Of course, there is much, much more to his life than that, and the details will come back to me in the weeks and months ahead through small images and fragments of memory.
It's safe to say my dad was always there for me. He accepted his son as a hitchhiking hippie, an overly opinionated young man, and a restless soul in his late twenties who believed he needed to leave the US for a new life in Nova Scotia. He always treated me fairly and was never harsh to judge. I knew he was always my dad and my source of strength.
Sonny loved people and he loved to talk. I doubt many would call him a philosopher, but I would. He taught me patience and persistence and compassion and optimism. He taught me to be fair and to be understanding. He taught me not to expect too much from the world but to work hard and accept whatever small rewards the world gave back with humility and gratitude.

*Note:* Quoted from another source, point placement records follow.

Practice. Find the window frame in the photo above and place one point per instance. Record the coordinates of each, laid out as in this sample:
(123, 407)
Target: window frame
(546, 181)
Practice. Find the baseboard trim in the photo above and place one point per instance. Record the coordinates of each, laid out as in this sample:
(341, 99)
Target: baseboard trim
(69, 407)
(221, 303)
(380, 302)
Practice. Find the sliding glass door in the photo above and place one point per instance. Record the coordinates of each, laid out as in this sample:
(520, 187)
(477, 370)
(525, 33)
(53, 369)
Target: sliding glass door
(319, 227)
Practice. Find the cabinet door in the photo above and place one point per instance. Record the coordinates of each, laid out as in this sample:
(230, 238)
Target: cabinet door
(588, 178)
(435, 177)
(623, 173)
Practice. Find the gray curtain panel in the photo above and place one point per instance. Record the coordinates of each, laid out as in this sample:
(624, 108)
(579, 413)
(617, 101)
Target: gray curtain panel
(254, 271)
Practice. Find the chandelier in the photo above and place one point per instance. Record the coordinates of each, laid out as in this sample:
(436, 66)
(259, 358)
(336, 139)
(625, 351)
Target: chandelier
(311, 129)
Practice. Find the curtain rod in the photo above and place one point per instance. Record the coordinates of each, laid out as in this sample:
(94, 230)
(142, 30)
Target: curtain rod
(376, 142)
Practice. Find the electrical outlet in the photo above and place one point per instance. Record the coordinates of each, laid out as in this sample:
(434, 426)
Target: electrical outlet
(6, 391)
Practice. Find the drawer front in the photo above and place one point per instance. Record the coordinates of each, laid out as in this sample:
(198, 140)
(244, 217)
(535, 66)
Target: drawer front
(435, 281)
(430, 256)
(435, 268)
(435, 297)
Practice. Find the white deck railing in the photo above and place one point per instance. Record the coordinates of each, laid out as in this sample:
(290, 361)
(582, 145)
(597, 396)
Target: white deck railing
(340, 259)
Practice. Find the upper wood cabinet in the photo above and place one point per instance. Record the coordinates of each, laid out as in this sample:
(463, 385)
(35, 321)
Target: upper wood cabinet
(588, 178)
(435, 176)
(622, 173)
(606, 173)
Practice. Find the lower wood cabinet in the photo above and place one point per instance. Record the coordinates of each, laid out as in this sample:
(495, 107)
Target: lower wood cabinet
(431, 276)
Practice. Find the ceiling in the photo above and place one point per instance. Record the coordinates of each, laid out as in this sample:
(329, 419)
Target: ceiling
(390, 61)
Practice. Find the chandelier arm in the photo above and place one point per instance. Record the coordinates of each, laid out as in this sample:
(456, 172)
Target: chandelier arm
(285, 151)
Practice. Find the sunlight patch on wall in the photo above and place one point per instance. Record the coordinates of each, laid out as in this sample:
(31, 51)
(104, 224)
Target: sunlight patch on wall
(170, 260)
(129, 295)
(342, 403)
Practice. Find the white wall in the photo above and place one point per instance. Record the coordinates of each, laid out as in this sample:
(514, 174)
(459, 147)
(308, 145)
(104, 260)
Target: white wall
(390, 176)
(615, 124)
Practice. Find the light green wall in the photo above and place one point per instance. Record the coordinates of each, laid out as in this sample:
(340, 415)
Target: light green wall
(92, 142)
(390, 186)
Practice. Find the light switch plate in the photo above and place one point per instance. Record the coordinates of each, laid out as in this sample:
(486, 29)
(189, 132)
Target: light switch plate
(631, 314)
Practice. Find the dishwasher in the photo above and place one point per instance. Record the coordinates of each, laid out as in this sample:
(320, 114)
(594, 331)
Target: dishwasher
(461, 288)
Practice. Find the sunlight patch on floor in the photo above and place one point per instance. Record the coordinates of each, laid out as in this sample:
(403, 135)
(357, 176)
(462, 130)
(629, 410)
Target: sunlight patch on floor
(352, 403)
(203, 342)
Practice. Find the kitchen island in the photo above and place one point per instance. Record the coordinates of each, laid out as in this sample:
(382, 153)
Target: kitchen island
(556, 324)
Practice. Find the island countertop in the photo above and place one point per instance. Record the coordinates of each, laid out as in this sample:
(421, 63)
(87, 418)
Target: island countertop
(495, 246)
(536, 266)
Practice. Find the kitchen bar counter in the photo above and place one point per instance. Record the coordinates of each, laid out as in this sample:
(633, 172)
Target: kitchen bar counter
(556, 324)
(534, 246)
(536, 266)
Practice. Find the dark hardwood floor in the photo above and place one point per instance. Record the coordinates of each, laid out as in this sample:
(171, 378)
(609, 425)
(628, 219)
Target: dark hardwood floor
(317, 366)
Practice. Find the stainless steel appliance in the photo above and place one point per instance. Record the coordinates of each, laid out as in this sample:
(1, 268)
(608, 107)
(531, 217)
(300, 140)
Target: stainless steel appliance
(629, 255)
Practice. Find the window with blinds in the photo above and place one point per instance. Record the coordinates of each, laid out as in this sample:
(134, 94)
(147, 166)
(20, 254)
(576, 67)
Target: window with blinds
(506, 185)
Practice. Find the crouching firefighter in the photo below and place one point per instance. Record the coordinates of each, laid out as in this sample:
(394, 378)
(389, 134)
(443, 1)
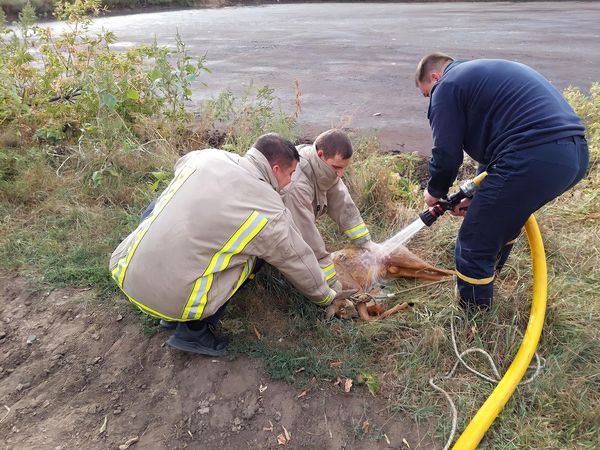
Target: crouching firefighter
(317, 189)
(220, 215)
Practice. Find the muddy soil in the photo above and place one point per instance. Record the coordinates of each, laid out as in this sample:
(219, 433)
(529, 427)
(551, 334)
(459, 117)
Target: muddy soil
(78, 373)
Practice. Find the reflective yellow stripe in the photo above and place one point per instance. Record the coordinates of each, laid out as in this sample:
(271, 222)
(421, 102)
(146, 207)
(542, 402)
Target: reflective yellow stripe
(243, 235)
(326, 299)
(248, 265)
(329, 271)
(150, 311)
(474, 280)
(118, 273)
(356, 232)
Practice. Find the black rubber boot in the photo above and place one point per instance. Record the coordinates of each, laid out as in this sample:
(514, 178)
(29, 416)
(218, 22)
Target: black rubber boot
(201, 341)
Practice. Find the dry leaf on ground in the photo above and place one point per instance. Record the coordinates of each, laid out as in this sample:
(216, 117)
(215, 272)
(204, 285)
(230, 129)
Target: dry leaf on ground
(348, 385)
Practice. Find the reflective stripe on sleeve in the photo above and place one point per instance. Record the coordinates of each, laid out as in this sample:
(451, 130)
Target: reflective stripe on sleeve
(477, 281)
(325, 300)
(356, 232)
(243, 235)
(329, 271)
(248, 265)
(118, 273)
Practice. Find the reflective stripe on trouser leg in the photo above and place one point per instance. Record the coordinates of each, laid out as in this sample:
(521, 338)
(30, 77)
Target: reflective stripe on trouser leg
(517, 185)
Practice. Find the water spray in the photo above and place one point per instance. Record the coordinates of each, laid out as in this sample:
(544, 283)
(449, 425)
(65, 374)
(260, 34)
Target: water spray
(428, 217)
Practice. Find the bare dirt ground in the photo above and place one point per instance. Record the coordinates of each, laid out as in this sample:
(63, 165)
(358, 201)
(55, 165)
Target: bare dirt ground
(75, 373)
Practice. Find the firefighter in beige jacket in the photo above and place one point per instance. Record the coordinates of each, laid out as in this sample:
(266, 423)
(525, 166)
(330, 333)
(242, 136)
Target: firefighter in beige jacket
(317, 188)
(201, 242)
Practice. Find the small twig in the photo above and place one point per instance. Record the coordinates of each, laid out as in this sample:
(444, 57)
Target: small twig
(399, 307)
(423, 285)
(7, 413)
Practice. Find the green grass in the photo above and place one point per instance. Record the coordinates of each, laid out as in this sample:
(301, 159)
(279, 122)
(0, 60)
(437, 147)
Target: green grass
(59, 229)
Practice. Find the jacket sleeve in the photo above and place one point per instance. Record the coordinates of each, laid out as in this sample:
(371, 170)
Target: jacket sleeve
(448, 125)
(343, 211)
(299, 203)
(281, 245)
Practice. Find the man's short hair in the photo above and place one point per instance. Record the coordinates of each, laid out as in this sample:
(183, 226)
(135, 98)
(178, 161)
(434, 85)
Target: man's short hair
(429, 63)
(334, 142)
(277, 150)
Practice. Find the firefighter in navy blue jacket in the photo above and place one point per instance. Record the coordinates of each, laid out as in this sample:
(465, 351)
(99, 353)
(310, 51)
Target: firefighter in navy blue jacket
(519, 128)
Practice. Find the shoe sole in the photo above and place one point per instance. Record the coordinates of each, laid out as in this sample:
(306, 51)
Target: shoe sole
(190, 347)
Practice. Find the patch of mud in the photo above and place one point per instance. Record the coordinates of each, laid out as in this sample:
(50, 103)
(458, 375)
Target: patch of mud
(75, 373)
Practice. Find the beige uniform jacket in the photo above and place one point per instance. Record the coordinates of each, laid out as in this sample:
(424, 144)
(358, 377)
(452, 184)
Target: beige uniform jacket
(316, 190)
(219, 213)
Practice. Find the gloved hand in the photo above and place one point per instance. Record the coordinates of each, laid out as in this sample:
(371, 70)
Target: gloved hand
(378, 251)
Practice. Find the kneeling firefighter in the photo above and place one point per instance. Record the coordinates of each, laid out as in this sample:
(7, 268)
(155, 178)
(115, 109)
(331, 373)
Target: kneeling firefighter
(220, 215)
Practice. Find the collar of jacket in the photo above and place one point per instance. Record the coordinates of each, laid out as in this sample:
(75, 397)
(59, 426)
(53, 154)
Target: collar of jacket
(256, 163)
(323, 175)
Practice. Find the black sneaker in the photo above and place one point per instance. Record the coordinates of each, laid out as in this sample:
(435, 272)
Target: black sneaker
(201, 341)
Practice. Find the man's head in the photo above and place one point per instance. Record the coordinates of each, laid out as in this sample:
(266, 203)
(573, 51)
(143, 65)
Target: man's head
(429, 70)
(334, 147)
(281, 154)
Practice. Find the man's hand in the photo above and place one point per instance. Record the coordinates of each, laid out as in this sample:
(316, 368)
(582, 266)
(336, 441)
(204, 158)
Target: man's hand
(430, 199)
(460, 210)
(345, 293)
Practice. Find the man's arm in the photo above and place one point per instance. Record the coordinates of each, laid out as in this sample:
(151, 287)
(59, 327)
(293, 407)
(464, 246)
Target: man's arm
(281, 245)
(298, 200)
(448, 124)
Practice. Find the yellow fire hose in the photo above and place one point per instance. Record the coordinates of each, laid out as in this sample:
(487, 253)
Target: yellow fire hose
(473, 433)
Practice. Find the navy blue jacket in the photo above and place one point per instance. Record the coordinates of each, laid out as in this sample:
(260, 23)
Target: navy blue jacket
(488, 107)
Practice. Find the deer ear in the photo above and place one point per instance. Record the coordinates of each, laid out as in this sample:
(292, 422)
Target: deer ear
(330, 311)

It's a bit of a cliché, but his passing is truly the end of an era. You won't see another Sonny Choyce in this new century.
Not long after he died, I found myself fixing a flat tire on a rental car by the side of the road in a small town in Italy. Linda and I had pulled off near the wall of an imposing granite church. I discovered I didn't have all the tools I needed, so I walked back to the cottage we had rented and brought back a knife to pry off the plastic wheel cap. On the way back to the car, I picked up a brick. If there was one thing my dad had taught me, it was to always block one of the wheels of a car when you change a tire so the car wouldn't roll. I guess I felt he was there with me in Italy, changing that tire with a spindly jack on the sloping pavement. That brick kept the car steady as we removed the lug nuts and mounted the spare.
And I guess that's the final thing I have to say about him: he was steady. He was reliable. He kept us safe. He was dependable and always there—in Italy or anywhere else—whenever I needed him.